There is a continuing need for the promotion of rapid cell proliferation at the site of wounds, burns, diabetic and decubitus ulcers, and other traumata. Prior to this invention, a number of “growth factors” were known to promote the rapid growth of cells. None of these growth factors, however, had been found to be pharmaceutically acceptable agents for the acceleration of wound healing.

This invention relates to compositions of Transforming Growth Factor beta (TGF-beta) which promote repair of tissue, particularly fibroblast cells, in animals and human beings. This invention also relates to a method of treating wounds by the topical or systemic administration of the compositions. The discovery of this invention initiated a worldwide field of research aimed at the characterization and development of TGF-beta in wound healing and disease. It is now known that TGF-beta's role in wound healing is complex. Its diverse effects on the many individual participating cell types in a wound are integrated into a specific temporal sequence of events within a defined tissue architecture.
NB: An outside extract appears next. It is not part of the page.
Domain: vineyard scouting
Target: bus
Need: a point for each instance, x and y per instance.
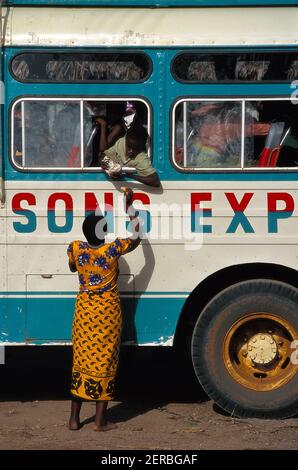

In addition to its many roles in wound healing, TGF-beta is also implicated in the pathogenesis of diseases such as autoimmune disease, fibrosis, and cancer.

Current research in TGF-beta biology is leading to the development of novel wound healing and disease therapies related to the growth factor and its signaling pathways.

Dated: April 18, 2005.

Steven M. Ferguson,

Director, Division of Technology Development and Transfer, Office of Technology Transfer,National Institutes of Health.